First-generation solar plants were often installed without a proper solar plant monitoring system in place. O&M wasn’t even a topic during the first few years of solar. That means that plant owners may be losing money with under-performing plants, and not even know it. According to a recent article by Wood Mackenzie, global solar installations nearing inverter end of life will reach 21GW by the end of 2019. They will represent more than 14% of the total cumulative capacity over the following five years.
Is the cost of a solar plant monitoring retrofit worth it for the plant owner?
Errors in solar plant performance can mean that the plant is not producing as much power as possible. The number of factors which affect the amount of power produced increases as the plant ages. Some factors include environmental conditions, aging components, and dirt and soiling. This loss of produced power translates into a significant financial loss. The financial loss is even greater if the O&M provider doesn’t detect and resolve performance errors quickly.
In the following example, the inverter failed on a 5.4kW residential solar array. The failure went undetected for 20 days. If we apply the electricity cost to the power loss, we can conclude that the homeowner lost a total of $92.80 in just those 20 days. A professional monitoring system would have detected the failure immediately.
- 5.4 kW, 1 Inverter
- Complete inverter failure left undetected for 20 Days
- Total power loss, 580 kWh
- Electricity cost, $0.16/kWh
- Total financial loss, $92.80
Can installers make money on solar plant monitoring retrofits?
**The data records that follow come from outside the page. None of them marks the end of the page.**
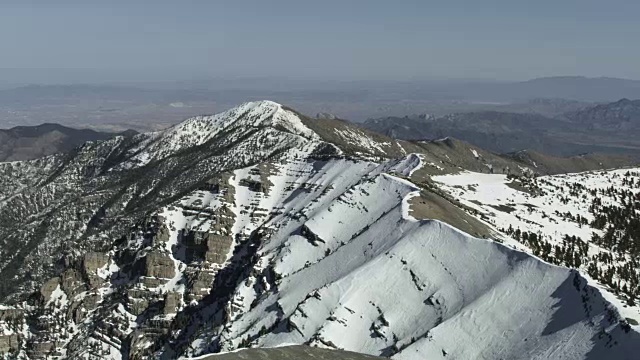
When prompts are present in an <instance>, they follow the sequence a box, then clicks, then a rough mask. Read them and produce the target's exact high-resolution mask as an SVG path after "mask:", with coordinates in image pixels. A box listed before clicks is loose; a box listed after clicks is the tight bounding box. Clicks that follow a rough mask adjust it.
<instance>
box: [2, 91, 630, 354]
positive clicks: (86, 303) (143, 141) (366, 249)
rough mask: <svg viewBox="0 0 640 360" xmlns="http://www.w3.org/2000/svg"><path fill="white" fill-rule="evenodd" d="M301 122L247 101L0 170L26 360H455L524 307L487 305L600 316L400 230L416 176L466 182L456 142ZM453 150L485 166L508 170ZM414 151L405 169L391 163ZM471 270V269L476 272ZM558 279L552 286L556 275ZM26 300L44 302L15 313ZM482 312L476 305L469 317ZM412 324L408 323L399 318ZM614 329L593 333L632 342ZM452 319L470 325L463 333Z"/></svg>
mask: <svg viewBox="0 0 640 360" xmlns="http://www.w3.org/2000/svg"><path fill="white" fill-rule="evenodd" d="M296 116H297V115H295V113H293V112H288V111H287V110H284V109H283V108H282V107H280V106H277V104H276V105H274V104H273V103H266V104H262V105H260V104H249V105H246V106H242V107H241V108H239V109H235V110H233V111H230V112H228V113H225V114H221V115H216V116H212V117H198V118H194V119H191V120H189V121H187V122H185V123H182V124H180V125H178V126H176V127H173V128H171V129H169V130H167V131H165V132H161V133H155V134H151V135H141V136H139V137H136V138H134V139H129V140H125V139H115V140H112V141H108V142H104V143H99V144H89V145H87V146H85V147H83V148H81V149H79V150H78V151H77V153H74V154H70V155H69V156H68V157H55V158H53V159H49V160H47V161H46V162H33V163H28V164H12V165H11V167H8V166H4V165H2V164H0V221H1V222H0V223H2V224H6V223H9V222H17V223H18V224H17V225H15V229H14V225H12V226H11V228H9V229H8V230H7V228H4V227H3V226H0V241H5V243H6V244H8V245H9V246H13V247H11V248H9V250H7V248H5V247H0V263H1V264H4V263H5V262H8V261H13V260H12V259H13V258H12V257H9V256H7V255H6V254H7V252H9V253H11V252H13V253H19V254H20V255H24V256H25V260H24V261H23V262H22V264H24V266H22V265H21V266H20V268H18V269H8V268H6V267H5V268H2V267H0V275H1V277H3V278H6V279H8V281H7V282H6V284H5V283H3V284H0V297H2V296H5V295H6V296H8V295H13V297H12V299H14V300H15V303H17V304H18V306H22V309H25V312H26V313H25V316H24V318H23V320H19V322H20V321H22V322H21V323H19V324H18V325H20V326H21V327H20V329H19V331H16V330H15V329H10V330H11V331H13V333H12V334H16V333H24V334H28V336H25V339H21V340H20V339H19V340H20V341H22V344H21V345H19V346H20V349H21V350H23V351H27V350H29V351H30V353H31V355H32V356H31V357H32V358H33V357H38V356H39V357H40V358H46V357H47V356H49V357H52V356H50V354H53V353H57V352H59V353H63V354H65V355H64V356H65V357H66V358H70V359H84V358H91V357H102V358H123V359H154V358H167V359H173V358H179V357H181V356H187V357H193V356H200V355H204V354H208V353H212V352H218V351H227V350H235V349H238V348H241V347H247V346H269V345H274V344H275V345H279V344H282V342H283V341H284V340H286V341H289V343H291V342H294V343H309V344H312V345H317V346H334V347H342V348H349V349H353V350H358V351H367V352H369V353H370V354H375V355H380V354H382V353H383V354H384V356H392V355H393V354H394V353H395V352H401V351H403V350H404V353H403V355H405V354H406V355H407V356H411V354H414V353H416V352H415V351H414V349H412V348H407V347H408V346H426V347H433V348H435V347H441V348H440V349H436V350H437V351H439V353H440V354H442V349H444V347H446V350H447V352H449V353H450V354H453V357H456V355H457V354H455V353H452V352H453V351H454V350H456V349H455V347H454V346H449V343H448V341H449V340H451V339H453V338H452V337H451V336H450V335H449V334H451V333H465V334H471V335H473V334H475V332H474V331H472V330H469V329H470V328H469V327H473V326H476V325H477V324H488V323H491V321H490V320H489V321H487V319H490V316H488V315H486V314H487V313H489V314H494V313H500V312H501V311H503V313H504V308H508V309H509V310H510V311H511V313H509V314H513V313H517V312H518V311H521V309H519V308H518V306H521V303H520V302H508V303H506V304H505V303H504V302H500V303H498V304H495V303H494V302H489V303H485V302H484V301H482V300H483V299H484V298H486V297H485V294H487V292H486V289H491V290H492V291H493V290H495V293H500V294H504V293H509V292H510V291H513V292H525V293H526V294H527V295H530V294H531V291H537V292H536V294H540V295H539V296H537V295H536V296H528V297H524V298H523V299H520V298H519V299H520V300H522V302H526V304H527V306H529V307H528V308H527V309H528V310H530V312H529V313H535V314H538V313H544V314H548V315H551V314H552V312H553V313H554V314H555V312H556V311H557V312H559V314H558V316H559V317H562V316H561V315H564V314H565V312H566V311H567V310H566V308H568V307H572V308H574V310H575V309H577V310H576V311H577V313H576V314H573V315H575V316H574V317H575V318H577V319H578V320H577V321H576V323H577V322H579V321H583V322H584V323H587V322H589V321H591V320H592V318H594V317H595V316H600V314H601V312H592V315H589V314H587V315H584V314H582V313H581V311H582V310H581V309H582V306H580V304H581V303H580V302H579V299H580V298H579V295H580V294H574V293H575V291H574V290H572V291H573V292H574V293H572V294H569V297H564V295H563V297H561V298H560V299H561V301H566V303H567V304H569V306H567V307H564V306H563V307H560V308H558V307H555V306H554V305H555V304H557V302H558V301H557V298H554V297H552V296H551V295H550V294H553V292H552V290H553V289H551V288H550V287H549V288H548V289H547V288H543V287H542V285H541V284H539V283H544V284H549V281H548V280H545V281H537V282H536V281H524V280H522V281H520V278H519V277H517V278H514V277H513V276H511V275H513V272H514V267H513V264H514V263H515V262H517V260H519V259H528V260H527V262H526V263H527V264H531V267H530V268H524V269H523V271H521V272H518V273H517V274H516V275H518V276H520V275H521V274H530V273H532V271H533V270H536V269H543V270H545V269H546V270H549V269H548V266H547V265H544V264H542V263H540V262H539V261H538V260H537V259H533V258H528V257H527V256H526V255H524V254H522V253H518V254H515V253H514V252H513V251H511V250H510V249H508V248H504V247H500V246H501V245H500V246H499V245H496V244H493V243H490V242H489V241H482V240H478V239H471V238H469V237H467V236H465V235H464V234H461V233H459V232H456V231H454V230H453V229H449V228H447V227H446V226H444V225H442V224H440V225H439V223H437V222H429V221H415V219H414V220H411V219H408V218H406V216H405V215H406V211H405V210H406V208H405V206H406V204H407V201H405V200H406V199H407V197H408V196H409V195H410V194H414V193H418V192H419V191H417V189H418V188H419V185H416V184H415V182H414V181H415V179H418V178H417V176H421V175H415V174H414V175H412V173H413V171H414V170H415V167H416V166H417V165H423V167H422V168H421V169H420V170H416V174H420V173H419V171H425V172H426V173H427V174H432V173H443V172H447V171H452V169H455V171H458V170H459V169H460V167H465V166H466V165H465V164H466V163H462V162H458V161H454V160H447V158H448V157H449V155H451V154H453V153H452V151H453V150H452V146H449V145H451V144H441V145H433V149H432V151H431V152H428V151H427V150H426V149H425V148H424V147H422V145H416V144H410V143H404V142H397V141H394V140H392V139H389V138H385V137H382V136H372V135H371V133H370V132H367V131H361V130H358V129H353V128H352V127H351V125H349V124H347V123H343V122H340V121H322V120H318V121H317V122H316V124H315V126H316V127H324V130H322V129H320V130H322V131H324V134H327V136H329V135H331V136H332V137H331V139H332V140H334V141H329V140H326V141H325V140H321V139H319V136H320V135H316V134H314V132H309V129H308V128H306V127H305V124H303V123H301V122H297V121H296ZM274 124H275V125H277V126H272V125H274ZM323 124H331V127H329V126H325V125H323ZM320 130H319V131H320ZM314 131H315V130H314ZM323 138H324V137H323ZM343 144H346V146H343ZM343 147H344V149H343ZM456 147H457V150H459V153H460V154H464V155H465V156H466V157H465V159H466V160H465V161H467V162H472V163H474V164H476V166H477V167H485V168H486V166H487V165H486V163H492V164H494V165H496V166H498V165H500V164H502V163H499V162H498V160H500V161H502V162H504V164H514V163H513V161H511V160H506V159H494V158H491V157H490V156H489V154H487V153H483V152H480V154H479V155H480V156H476V155H472V152H471V151H470V148H469V147H468V146H467V145H464V144H462V143H460V144H459V146H456ZM318 149H320V150H321V151H318ZM347 150H348V151H347ZM418 151H422V152H420V155H422V157H418V155H414V156H413V160H414V161H406V159H405V158H404V156H403V155H402V154H404V153H414V152H418ZM398 154H400V155H398ZM389 156H403V157H402V158H401V159H399V160H398V161H395V160H389V159H387V157H389ZM43 161H44V160H43ZM445 161H448V162H446V163H445ZM494 161H495V162H494ZM408 163H412V164H413V165H412V166H408V165H407V164H408ZM514 168H515V166H514ZM427 170H428V171H429V172H428V171H427ZM485 171H487V170H486V169H485ZM425 178H426V175H425V176H423V177H421V178H420V179H423V180H424V181H426V180H425ZM243 179H244V180H246V181H243ZM42 184H44V185H42ZM14 194H19V196H13V195H14ZM85 194H90V196H85ZM44 209H47V211H49V212H47V214H46V216H44V215H41V214H42V213H43V212H44ZM49 209H51V210H49ZM414 214H415V213H414ZM23 219H29V222H27V221H26V220H23ZM16 229H18V230H20V231H16ZM16 234H17V235H16ZM304 236H307V238H306V239H305V237H304ZM5 239H6V240H5ZM427 240H428V241H427ZM445 241H448V242H445ZM310 242H311V244H310ZM24 243H28V244H30V246H33V248H32V247H27V246H22V244H24ZM443 244H444V245H443ZM0 245H4V243H3V244H0ZM453 246H455V247H453ZM471 246H476V247H481V248H478V249H476V248H474V247H471ZM452 247H453V249H454V251H452V250H451V249H452ZM58 249H60V250H58ZM469 249H471V250H469ZM474 249H475V250H477V251H475V250H474ZM482 249H484V250H482ZM40 254H47V255H48V256H44V257H39V256H40ZM85 254H86V255H85ZM451 254H453V256H452V255H451ZM469 254H472V255H474V256H468V255H469ZM478 254H479V255H478ZM505 254H507V255H505ZM476 255H477V256H476ZM487 259H489V260H491V261H487ZM494 259H495V261H493V260H494ZM468 263H472V264H476V263H481V265H477V266H476V267H474V268H473V269H474V270H478V271H469V269H468V268H465V266H467V264H468ZM487 265H488V267H487ZM22 268H24V269H28V270H29V272H28V273H27V272H25V271H22V270H21V269H22ZM496 269H498V270H500V272H499V273H498V272H497V271H498V270H496ZM554 269H555V270H553V271H555V274H556V275H557V276H556V277H555V279H556V280H558V281H561V280H563V279H565V278H566V275H567V274H566V273H565V271H564V270H561V269H556V268H555V267H554ZM14 270H15V271H14ZM484 270H487V271H490V272H491V273H489V274H485V273H484ZM503 270H504V271H503ZM546 270H545V271H546ZM549 271H551V270H549ZM494 273H495V274H497V275H496V276H493V275H492V274H494ZM483 274H484V275H483ZM485 275H486V276H485ZM539 275H540V276H539V277H536V278H535V279H536V280H539V279H541V278H542V279H547V277H545V274H544V273H540V274H539ZM452 278H453V279H455V280H456V281H451V279H452ZM47 279H51V280H49V281H47V282H46V283H45V281H44V280H47ZM501 279H505V281H506V280H509V281H507V282H503V281H501ZM458 280H459V281H458ZM494 280H495V281H494ZM511 280H513V281H511ZM103 281H104V282H103ZM43 283H44V286H42V287H41V284H43ZM523 283H526V284H533V285H534V286H532V288H525V287H523V286H521V284H523ZM31 284H33V285H31ZM351 284H353V286H352V285H351ZM362 284H364V285H362ZM381 284H383V285H381ZM502 284H504V286H503V285H502ZM30 285H31V286H32V288H30ZM552 285H554V284H552ZM569 285H570V286H569V287H571V284H569ZM554 286H555V285H554ZM585 286H586V285H585ZM504 289H506V291H503V290H504ZM476 290H477V291H476ZM543 290H544V291H547V290H549V291H548V292H544V291H543ZM587 290H588V289H587ZM587 290H585V291H587ZM38 291H39V293H40V294H39V295H40V296H39V297H41V298H45V300H47V301H41V302H36V301H34V302H33V303H36V304H35V305H31V303H29V302H28V301H27V300H25V301H22V302H21V299H29V300H30V299H32V297H30V296H31V295H33V293H35V294H38ZM14 293H15V294H14ZM7 294H8V295H7ZM395 294H402V296H394V295H395ZM434 294H435V295H434ZM467 295H469V296H467ZM561 295H562V294H561ZM434 296H435V297H434ZM538 298H544V299H546V300H548V301H546V302H544V303H541V302H540V301H538ZM429 299H431V300H429ZM433 299H435V300H433ZM576 299H578V300H576ZM525 300H526V301H525ZM584 301H586V300H583V302H584ZM593 301H595V300H593ZM593 301H592V302H593ZM434 304H435V305H434ZM477 304H482V305H483V306H484V307H486V308H487V309H482V310H483V311H475V309H473V308H472V307H473V306H474V305H477ZM583 304H586V305H588V306H590V305H591V304H590V303H588V304H587V303H583ZM436 305H437V306H436ZM575 305H577V306H575ZM596 305H597V306H600V304H599V303H598V304H596ZM347 306H348V308H347ZM594 306H595V305H594ZM434 308H435V309H434ZM406 309H412V310H411V311H414V310H415V311H416V313H415V314H416V315H415V318H417V319H420V321H416V322H410V321H407V319H406V316H404V315H403V314H405V311H406ZM485 310H486V311H485ZM598 311H600V310H598ZM412 315H413V313H412ZM466 315H473V316H474V318H473V319H472V320H471V321H468V320H464V318H465V317H466ZM570 315H572V314H570ZM614 315H615V314H614ZM614 315H611V316H610V320H607V321H604V322H603V323H602V329H604V330H603V331H607V332H610V333H611V335H610V334H607V336H611V337H612V338H614V339H615V340H617V341H619V342H620V343H621V344H628V343H629V341H627V340H625V338H623V337H620V336H618V333H617V332H619V328H618V327H616V326H615V324H614V323H613V322H615V321H618V320H619V318H618V317H616V316H614ZM447 318H449V321H447ZM460 318H463V319H460ZM425 319H426V321H423V320H425ZM534 320H539V322H537V323H536V326H538V327H536V328H532V327H530V326H529V327H527V326H525V325H528V324H524V325H523V327H526V328H527V329H528V330H527V331H529V333H531V334H532V336H531V337H529V339H540V338H541V337H540V336H539V335H540V334H539V333H538V329H539V328H544V325H545V324H544V322H545V321H546V320H545V319H541V317H540V319H534ZM443 323H444V324H443ZM458 323H464V324H465V325H468V326H469V327H466V328H462V331H458V332H456V330H458V329H459V328H456V327H455V326H454V325H457V324H458ZM452 324H453V325H452ZM18 325H16V326H15V327H16V328H17V327H18ZM507 325H509V326H506V325H505V324H504V323H498V324H495V325H494V324H491V326H495V327H497V330H498V331H497V332H496V334H498V335H497V336H496V337H495V339H496V340H495V341H496V342H497V343H486V342H483V344H484V345H486V348H482V349H480V351H488V352H490V351H494V350H495V349H496V348H500V349H499V350H498V351H501V350H502V347H501V346H497V345H496V344H502V343H501V341H503V338H502V336H501V334H504V333H506V332H507V331H509V330H510V329H511V328H512V326H511V324H507ZM447 326H450V327H447ZM571 326H573V324H572V325H571ZM597 326H600V325H597ZM451 327H453V330H452V328H451ZM611 329H613V330H611ZM466 330H469V331H466ZM482 330H483V331H484V330H489V329H486V328H483V329H482ZM572 330H573V328H568V332H570V331H572ZM347 331H348V332H349V333H353V334H356V336H353V337H351V336H349V337H347V336H343V334H344V333H345V332H347ZM598 331H600V328H595V327H594V328H593V332H592V333H588V334H587V333H583V334H581V335H584V336H585V337H576V339H578V338H580V339H584V338H590V335H593V334H597V332H598ZM6 334H9V331H6ZM433 334H436V335H437V336H436V337H435V340H434V341H431V338H430V335H433ZM527 334H528V333H527ZM371 335H374V336H375V337H373V336H371ZM594 338H595V336H594ZM26 339H29V340H26ZM283 339H284V340H283ZM27 341H30V342H31V343H27ZM545 341H546V340H545ZM548 341H549V342H554V341H556V340H553V339H550V340H548ZM605 341H606V340H601V341H599V340H595V342H596V343H597V344H598V345H604V343H605ZM14 342H15V341H14ZM343 342H344V343H343ZM532 343H534V341H530V342H529V344H532ZM507 345H508V346H506V347H508V350H505V351H518V350H520V349H521V348H519V344H516V345H515V346H512V345H513V344H512V343H509V344H507ZM552 345H555V343H553V344H552ZM571 345H575V344H573V343H572V344H571ZM510 346H512V347H510ZM585 346H589V344H587V345H585ZM476 348H477V347H475V346H474V347H472V349H471V350H473V349H476ZM530 348H533V346H531V347H530ZM539 348H540V347H538V348H536V349H539ZM363 349H364V350H363ZM463 350H468V348H466V347H463V349H461V350H460V351H463ZM491 354H493V353H491ZM509 354H511V353H508V355H509ZM613 354H614V355H616V354H618V353H613ZM534 355H539V354H534ZM458 357H459V358H465V357H464V356H458ZM476 357H477V356H476ZM496 357H498V356H496ZM531 357H535V356H531ZM436 358H437V357H436ZM466 358H473V357H466ZM420 360H422V359H420Z"/></svg>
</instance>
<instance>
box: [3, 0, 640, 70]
mask: <svg viewBox="0 0 640 360" xmlns="http://www.w3.org/2000/svg"><path fill="white" fill-rule="evenodd" d="M638 14H640V1H638V0H606V1H605V0H598V1H595V0H536V1H531V0H527V1H520V0H504V1H490V0H484V1H479V0H467V1H455V0H447V1H444V0H441V1H427V0H404V1H403V0H397V1H388V0H379V1H378V0H368V1H365V0H362V1H355V0H352V1H350V0H340V1H334V0H322V1H318V0H316V1H305V0H253V1H243V0H233V1H222V0H221V1H215V0H210V1H188V0H186V1H185V0H182V1H178V0H175V1H163V0H146V1H135V0H129V1H118V0H110V1H99V2H98V1H88V0H78V1H69V0H57V1H28V0H27V1H25V0H2V1H0V46H1V47H2V50H0V77H1V78H4V80H5V81H7V80H9V81H28V82H38V79H40V80H42V82H48V81H60V80H59V79H66V80H67V81H69V82H77V81H80V82H89V81H102V80H113V81H123V80H132V81H149V80H158V81H164V80H178V79H189V78H200V77H205V76H209V77H255V76H260V77H262V76H265V77H283V76H284V77H290V78H306V79H408V78H418V79H424V78H434V77H438V78H495V79H527V78H533V77H539V76H550V75H586V76H615V77H626V78H637V79H640V46H639V45H638V43H639V41H640V40H639V39H640V21H639V20H638Z"/></svg>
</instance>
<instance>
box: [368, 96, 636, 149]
mask: <svg viewBox="0 0 640 360" xmlns="http://www.w3.org/2000/svg"><path fill="white" fill-rule="evenodd" d="M362 125H363V126H364V127H366V128H368V129H371V130H373V131H377V132H380V133H383V134H385V135H388V136H391V137H395V138H398V139H407V140H421V139H422V140H429V139H437V138H441V137H445V136H453V137H456V138H459V139H462V140H465V141H468V142H470V143H472V144H474V145H477V146H480V147H483V148H486V149H489V150H492V151H495V152H498V153H509V152H514V151H520V150H534V151H539V152H544V153H547V154H553V155H560V156H570V155H577V154H580V153H585V152H603V153H616V154H627V155H632V156H636V157H638V156H640V155H639V154H640V151H639V150H640V140H639V135H640V101H638V100H636V101H631V100H627V99H623V100H620V101H616V102H613V103H608V104H601V105H595V106H591V107H586V108H582V109H580V110H577V111H571V112H566V113H564V114H562V115H558V116H557V117H555V118H549V117H546V116H542V115H537V114H527V113H512V112H498V111H481V112H467V113H456V114H451V115H446V116H442V117H434V116H405V117H385V118H379V119H370V120H367V121H366V122H364V123H363V124H362Z"/></svg>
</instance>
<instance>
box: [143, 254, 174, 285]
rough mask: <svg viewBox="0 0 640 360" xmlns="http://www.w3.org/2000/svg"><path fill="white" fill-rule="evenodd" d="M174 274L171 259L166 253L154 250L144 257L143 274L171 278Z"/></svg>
mask: <svg viewBox="0 0 640 360" xmlns="http://www.w3.org/2000/svg"><path fill="white" fill-rule="evenodd" d="M175 274H176V270H175V267H174V264H173V261H172V260H171V258H170V257H169V256H168V255H166V254H163V253H161V252H159V251H155V250H154V251H152V252H151V253H149V254H147V256H146V257H145V260H144V276H147V277H155V278H158V279H171V278H173V277H174V276H175Z"/></svg>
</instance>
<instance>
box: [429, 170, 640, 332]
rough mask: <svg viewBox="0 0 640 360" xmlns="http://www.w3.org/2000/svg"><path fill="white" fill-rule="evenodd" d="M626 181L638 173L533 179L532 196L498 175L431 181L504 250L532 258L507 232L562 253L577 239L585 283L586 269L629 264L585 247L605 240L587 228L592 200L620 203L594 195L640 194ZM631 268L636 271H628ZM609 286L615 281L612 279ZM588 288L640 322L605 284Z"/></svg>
mask: <svg viewBox="0 0 640 360" xmlns="http://www.w3.org/2000/svg"><path fill="white" fill-rule="evenodd" d="M625 174H626V176H625ZM631 178H633V179H634V180H635V181H636V182H637V181H638V180H640V178H639V177H638V169H621V170H611V171H598V172H586V173H576V174H563V175H553V176H543V177H539V178H537V179H536V180H535V184H534V183H531V185H530V186H528V188H533V189H534V190H535V191H528V190H526V188H527V187H525V188H521V187H520V186H521V184H518V181H517V180H514V179H509V178H508V177H507V176H505V175H501V174H480V173H473V172H462V173H459V174H451V175H444V176H435V177H434V178H433V179H434V180H435V181H436V182H437V183H439V186H440V187H441V188H442V189H444V190H445V191H447V192H448V193H449V194H451V195H452V196H453V197H454V198H455V199H457V200H458V201H460V202H461V203H463V204H464V205H465V206H467V207H468V208H469V209H473V210H475V211H476V213H475V214H476V216H480V217H482V218H483V219H485V220H487V221H488V222H489V223H490V224H491V225H492V226H495V227H496V228H497V229H500V230H502V232H503V237H504V241H505V244H508V245H509V246H511V247H513V248H517V249H521V250H524V251H527V252H532V249H531V244H528V243H526V242H523V241H522V240H521V239H516V238H515V237H514V234H513V233H511V232H510V231H508V229H509V228H511V229H513V230H518V231H526V232H528V233H535V234H538V238H539V239H540V240H541V241H546V242H548V243H550V244H552V245H553V246H556V245H557V246H560V247H562V248H563V249H564V248H565V247H566V246H567V243H566V240H565V238H566V236H576V237H577V238H578V240H579V242H580V244H584V246H585V248H586V254H585V255H584V256H582V259H583V260H582V265H581V266H580V267H579V268H580V270H581V271H582V273H583V276H586V277H589V275H588V274H587V272H588V271H587V269H588V268H589V266H590V265H591V266H593V265H597V266H599V267H604V268H607V267H610V266H611V264H612V263H613V264H615V265H617V266H621V265H625V264H627V265H628V264H633V261H634V259H633V258H632V257H631V256H629V255H626V256H621V257H620V256H619V255H617V252H616V251H612V249H609V248H605V247H602V246H599V245H597V244H594V243H593V242H591V241H590V240H591V239H592V236H593V234H599V235H603V234H604V231H603V230H600V229H596V228H594V227H592V226H591V225H590V223H591V222H592V221H593V219H594V216H593V214H592V213H591V211H590V206H591V204H592V202H593V200H594V198H596V197H598V198H600V199H601V201H602V203H603V204H604V205H605V206H606V205H619V204H620V203H621V202H620V198H619V197H618V196H608V195H607V194H603V193H597V192H599V191H603V190H606V189H608V188H611V187H613V188H615V189H619V190H625V191H629V192H631V193H633V194H640V189H638V188H637V187H636V186H635V185H629V184H628V183H625V181H624V180H629V179H631ZM514 184H516V186H514ZM576 184H578V185H576ZM596 193H597V194H596ZM578 216H579V217H581V218H582V219H584V220H583V221H585V222H586V224H585V223H581V222H578V221H577V220H576V217H578ZM602 254H611V255H613V258H614V261H613V262H610V261H607V260H602V259H601V256H602ZM549 256H551V257H552V258H553V257H554V256H555V257H557V254H555V253H554V252H553V251H552V252H551V254H550V255H549ZM605 259H606V258H605ZM632 268H635V266H634V265H632ZM636 271H638V269H636ZM636 276H637V275H636ZM614 280H619V279H618V278H617V277H614ZM592 283H593V284H594V286H598V287H600V288H601V290H602V291H603V294H604V296H605V297H607V299H608V300H609V301H611V302H612V303H614V304H615V305H616V307H617V308H618V310H619V311H620V312H621V313H622V314H623V315H624V316H625V317H627V318H630V319H633V320H635V321H638V320H640V307H638V306H628V304H627V303H626V302H627V301H626V298H625V296H624V294H617V295H616V294H615V291H614V290H613V289H611V287H610V286H608V285H607V284H602V283H601V282H598V281H593V280H592ZM621 283H622V284H623V285H624V284H625V281H624V280H622V281H621Z"/></svg>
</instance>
Retrofitting existing plants with monitoring often means a truck-roll and associated costs for the installers. The idea of adding services is great, but can installers make money that way? If they have low-cost hardware combined with the right software tools, they can. Plus, plant owners will make more money through properly performing plants, so everyone wins.
Using Solar-Log’s low-cost option for monitoring residential plants, let’s break this down into actual cost for retrofitting monitoring on a 5kW plant:
- Truck Roll $175 + Hardware $114 = $289 one-time cost
- Solar-Log WEB Enerest™ L Software = $20 annually
At $2.99/W, the solar plant in our example cost the plant owner roughly $16,000. If a dip in production can cost the plant owner $92 in just 20 days, adding professional monitoring is a no-brainer for the plant owner and an easy sell for the installer.